If your debt payments grow to be significantly greater than your cash flow and credit capacity, you’re probably heading to bankruptcy, unless you’re lucky enough to have some rich uncle who can bail you out.
But if you’re a U.S. financial institution, no worries — you’ve got a rich uncle, Uncle Sam, whose commitment to bail you out has grown by the trillions over the past decade and a half.
An updated reckoning of the safety net the U.S. government provides the financial system, calculated by the Federal Reserve Bank of Richmond, shows that explicit and implicit government guarantees have grown to cover 60% of financial sector liabilities — up from about 45% in 1999.
What the Richmond Fed calls its “Bailout Barometer” has now reached $26 trillion.
Before the potential liability causes an aneurysm, consider the “good news” that taxpayers will never be on the hook for this for a number of reasons, starting with the fact that the U.S. lacks the financial means for a bailout of this size.
As the Richmond Fed points out, last year’s GDP totaled less than $17 trillion. Moreover, the government — one hopes — is unlikely to have to bail out the financial system in its entirety, and even those firms that come to trouble have some assets that can be deployed to offset some of their liabilities.

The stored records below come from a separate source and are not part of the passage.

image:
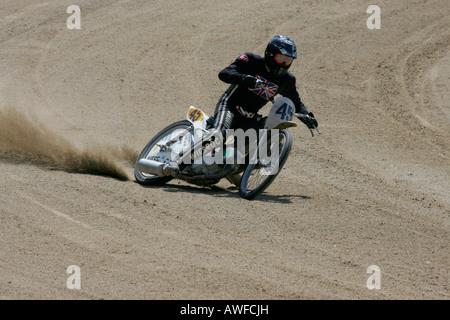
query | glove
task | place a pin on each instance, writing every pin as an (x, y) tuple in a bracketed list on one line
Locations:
[(249, 81), (310, 122)]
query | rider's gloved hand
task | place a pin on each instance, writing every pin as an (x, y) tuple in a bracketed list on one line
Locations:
[(310, 121), (249, 81)]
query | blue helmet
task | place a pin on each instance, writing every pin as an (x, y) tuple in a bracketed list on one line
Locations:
[(279, 55)]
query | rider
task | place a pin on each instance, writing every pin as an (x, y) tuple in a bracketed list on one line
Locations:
[(238, 106)]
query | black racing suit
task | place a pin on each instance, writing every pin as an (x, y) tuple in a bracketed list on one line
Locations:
[(238, 106)]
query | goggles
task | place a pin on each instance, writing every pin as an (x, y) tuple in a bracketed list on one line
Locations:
[(281, 59)]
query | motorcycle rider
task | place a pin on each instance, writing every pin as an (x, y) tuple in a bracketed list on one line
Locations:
[(239, 105)]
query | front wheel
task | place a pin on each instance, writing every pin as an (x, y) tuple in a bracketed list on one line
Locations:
[(255, 178), (177, 135)]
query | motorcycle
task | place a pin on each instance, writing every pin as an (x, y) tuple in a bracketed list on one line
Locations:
[(252, 167)]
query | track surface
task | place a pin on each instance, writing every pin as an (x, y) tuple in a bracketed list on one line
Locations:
[(373, 189)]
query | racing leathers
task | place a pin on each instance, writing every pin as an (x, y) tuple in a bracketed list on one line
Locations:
[(239, 105)]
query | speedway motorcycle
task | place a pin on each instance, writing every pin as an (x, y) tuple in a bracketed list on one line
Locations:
[(252, 167)]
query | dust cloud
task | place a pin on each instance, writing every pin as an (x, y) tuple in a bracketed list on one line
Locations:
[(21, 140)]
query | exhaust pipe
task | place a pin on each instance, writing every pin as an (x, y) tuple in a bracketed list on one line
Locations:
[(151, 167), (157, 168)]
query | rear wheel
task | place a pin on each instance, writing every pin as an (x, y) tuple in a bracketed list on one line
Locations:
[(177, 135), (255, 178)]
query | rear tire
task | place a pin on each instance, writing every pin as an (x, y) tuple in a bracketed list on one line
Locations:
[(148, 179), (253, 182)]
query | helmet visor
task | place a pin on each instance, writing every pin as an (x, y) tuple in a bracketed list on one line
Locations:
[(283, 60)]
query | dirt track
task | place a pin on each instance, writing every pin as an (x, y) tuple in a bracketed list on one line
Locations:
[(373, 189)]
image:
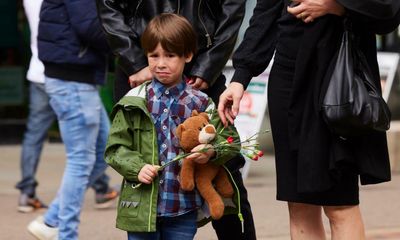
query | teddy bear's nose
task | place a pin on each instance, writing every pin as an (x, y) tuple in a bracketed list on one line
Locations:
[(209, 129)]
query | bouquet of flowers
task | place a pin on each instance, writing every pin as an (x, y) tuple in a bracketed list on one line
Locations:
[(248, 147)]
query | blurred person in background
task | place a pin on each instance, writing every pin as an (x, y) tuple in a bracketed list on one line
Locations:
[(74, 52), (41, 117)]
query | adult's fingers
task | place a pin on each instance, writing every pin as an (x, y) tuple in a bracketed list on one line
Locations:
[(296, 10), (221, 109)]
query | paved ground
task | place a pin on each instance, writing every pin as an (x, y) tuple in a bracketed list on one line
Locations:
[(380, 204)]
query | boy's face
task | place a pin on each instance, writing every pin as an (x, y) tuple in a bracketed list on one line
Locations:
[(167, 67)]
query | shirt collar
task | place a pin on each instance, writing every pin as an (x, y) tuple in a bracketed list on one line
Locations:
[(172, 92)]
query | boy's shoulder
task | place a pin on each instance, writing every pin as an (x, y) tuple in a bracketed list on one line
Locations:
[(195, 94)]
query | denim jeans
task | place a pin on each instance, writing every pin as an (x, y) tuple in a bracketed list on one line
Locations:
[(41, 117), (84, 127), (182, 227)]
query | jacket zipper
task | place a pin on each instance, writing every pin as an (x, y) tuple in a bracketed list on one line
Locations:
[(209, 42), (137, 8), (238, 194), (82, 51)]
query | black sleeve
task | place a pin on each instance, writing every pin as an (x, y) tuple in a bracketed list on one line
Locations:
[(124, 42), (208, 64), (256, 50)]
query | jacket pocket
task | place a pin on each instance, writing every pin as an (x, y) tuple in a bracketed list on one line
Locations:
[(130, 200)]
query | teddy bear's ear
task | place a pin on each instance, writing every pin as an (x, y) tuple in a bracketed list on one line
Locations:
[(195, 113), (179, 131), (205, 115)]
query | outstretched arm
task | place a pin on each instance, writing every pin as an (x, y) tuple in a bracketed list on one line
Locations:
[(252, 56)]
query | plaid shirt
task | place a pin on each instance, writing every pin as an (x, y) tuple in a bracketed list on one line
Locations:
[(169, 107)]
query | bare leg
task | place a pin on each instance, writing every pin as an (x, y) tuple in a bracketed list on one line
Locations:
[(345, 222), (306, 222)]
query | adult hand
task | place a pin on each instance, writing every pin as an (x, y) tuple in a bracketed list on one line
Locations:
[(198, 83), (147, 173), (201, 157), (140, 77), (308, 10), (228, 107)]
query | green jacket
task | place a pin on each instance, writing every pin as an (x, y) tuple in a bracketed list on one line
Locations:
[(132, 143)]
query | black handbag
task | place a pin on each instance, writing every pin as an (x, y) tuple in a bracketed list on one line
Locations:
[(352, 104)]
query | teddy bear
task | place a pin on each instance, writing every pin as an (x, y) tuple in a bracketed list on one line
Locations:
[(211, 180)]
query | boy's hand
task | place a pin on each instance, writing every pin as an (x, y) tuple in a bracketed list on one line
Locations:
[(148, 173), (201, 157)]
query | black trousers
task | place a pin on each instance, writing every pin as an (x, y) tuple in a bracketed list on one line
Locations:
[(228, 227)]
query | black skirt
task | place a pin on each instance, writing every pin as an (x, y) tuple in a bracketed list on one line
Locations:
[(344, 192)]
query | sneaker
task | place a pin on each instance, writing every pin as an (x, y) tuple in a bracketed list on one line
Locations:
[(106, 200), (41, 231), (28, 204)]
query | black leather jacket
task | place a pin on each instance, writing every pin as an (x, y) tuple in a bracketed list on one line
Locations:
[(216, 22)]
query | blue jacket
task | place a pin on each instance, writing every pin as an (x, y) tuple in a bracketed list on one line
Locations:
[(71, 43)]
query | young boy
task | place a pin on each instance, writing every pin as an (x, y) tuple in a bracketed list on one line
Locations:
[(152, 205)]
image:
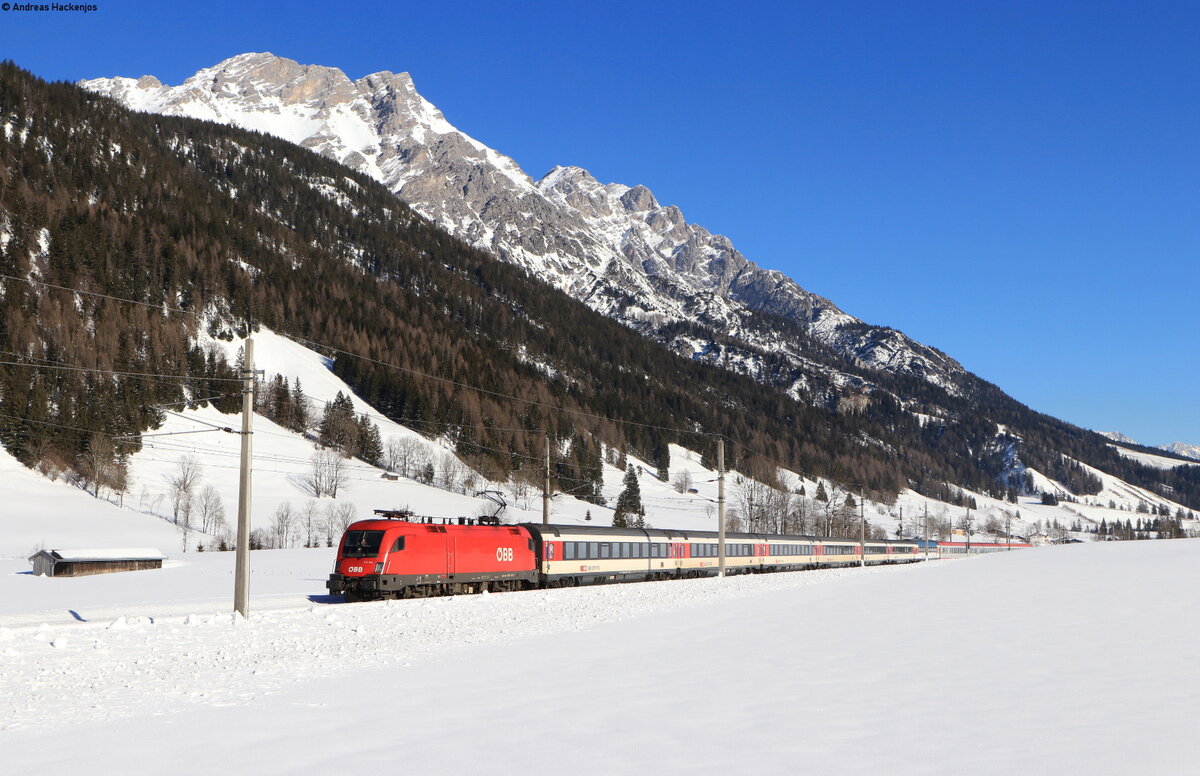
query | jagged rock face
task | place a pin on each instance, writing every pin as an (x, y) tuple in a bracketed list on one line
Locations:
[(612, 246)]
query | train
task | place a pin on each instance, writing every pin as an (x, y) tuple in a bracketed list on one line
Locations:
[(945, 549), (397, 555)]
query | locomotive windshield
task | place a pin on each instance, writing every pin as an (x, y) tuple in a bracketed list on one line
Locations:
[(363, 543)]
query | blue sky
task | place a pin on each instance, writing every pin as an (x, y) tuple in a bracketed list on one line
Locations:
[(1013, 182)]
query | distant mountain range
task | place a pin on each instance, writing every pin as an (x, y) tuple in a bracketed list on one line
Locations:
[(231, 226), (1177, 447)]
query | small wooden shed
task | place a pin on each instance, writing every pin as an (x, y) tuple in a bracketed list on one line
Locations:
[(78, 563)]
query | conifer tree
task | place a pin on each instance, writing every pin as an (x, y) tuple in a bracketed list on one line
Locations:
[(629, 504)]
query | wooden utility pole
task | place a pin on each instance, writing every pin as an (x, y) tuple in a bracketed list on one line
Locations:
[(545, 488), (925, 523), (720, 505), (966, 528), (241, 572)]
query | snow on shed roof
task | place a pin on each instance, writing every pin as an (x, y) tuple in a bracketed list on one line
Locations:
[(136, 553)]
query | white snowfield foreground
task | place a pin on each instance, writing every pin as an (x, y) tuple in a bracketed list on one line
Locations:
[(1063, 660)]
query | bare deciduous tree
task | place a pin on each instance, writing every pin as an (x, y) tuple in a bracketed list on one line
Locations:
[(327, 475), (402, 455), (451, 473), (309, 521), (96, 463), (281, 525), (180, 487), (210, 507)]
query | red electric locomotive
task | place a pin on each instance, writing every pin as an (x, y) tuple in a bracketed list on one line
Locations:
[(396, 558)]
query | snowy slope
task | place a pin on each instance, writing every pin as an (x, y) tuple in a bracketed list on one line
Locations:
[(1027, 662), (36, 512)]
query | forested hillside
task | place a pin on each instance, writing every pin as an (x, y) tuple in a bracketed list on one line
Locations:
[(219, 228)]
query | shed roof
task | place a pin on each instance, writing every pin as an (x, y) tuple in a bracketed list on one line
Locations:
[(120, 553)]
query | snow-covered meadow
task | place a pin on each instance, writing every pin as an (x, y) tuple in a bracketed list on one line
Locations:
[(1061, 660)]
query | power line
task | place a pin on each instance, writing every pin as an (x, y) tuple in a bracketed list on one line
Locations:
[(489, 392), (355, 355), (97, 371), (118, 299)]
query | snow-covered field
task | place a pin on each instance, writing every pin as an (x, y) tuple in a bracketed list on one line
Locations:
[(1062, 660)]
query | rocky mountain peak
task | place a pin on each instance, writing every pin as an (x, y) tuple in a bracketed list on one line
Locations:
[(610, 245)]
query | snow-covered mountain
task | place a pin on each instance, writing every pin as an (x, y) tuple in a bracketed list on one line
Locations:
[(1177, 447), (613, 246), (1183, 449)]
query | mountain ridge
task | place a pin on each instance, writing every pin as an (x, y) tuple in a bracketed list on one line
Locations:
[(610, 245)]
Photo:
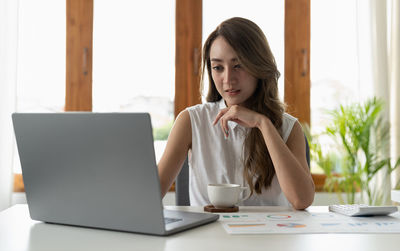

Rather, the concern animating the Richmond Fed’s bailout barometer project is that government guarantees, be they explicit or implicit, encourage risk-taking, which in turn increases the probability of a financial crisis and subsequent bailout.
“When creditors expect to be protected from losses, they will overfund risky activities, making financial crises and bailouts like those that occurred in 2007-08 more likely,” the report says.
For those reasons, the Richmond Fed advocates shrinking the financial safety net as a means “to restore market discipline and achieve financial stability.”
Some of the liabilities that the government guarantees may seem as American as apple pie. For example, the Federal Deposit Insurance Corp. insures bank deposits up to $250,000 — a commitment totaling $6 trillion in assets at commercial banks and savings institutions, and close to another trillion at credit unions.
But some of the liabilities are more surprising or controversial.
For example, uninsured domestic deposits are included in the tab because “most uninsured depositors were protected during the bank failures that occurred following the financial crisis that began in 2008.” The Richmond Fed’s estimate includes “implicit protection that people are likely to infer from past government actions and statements.”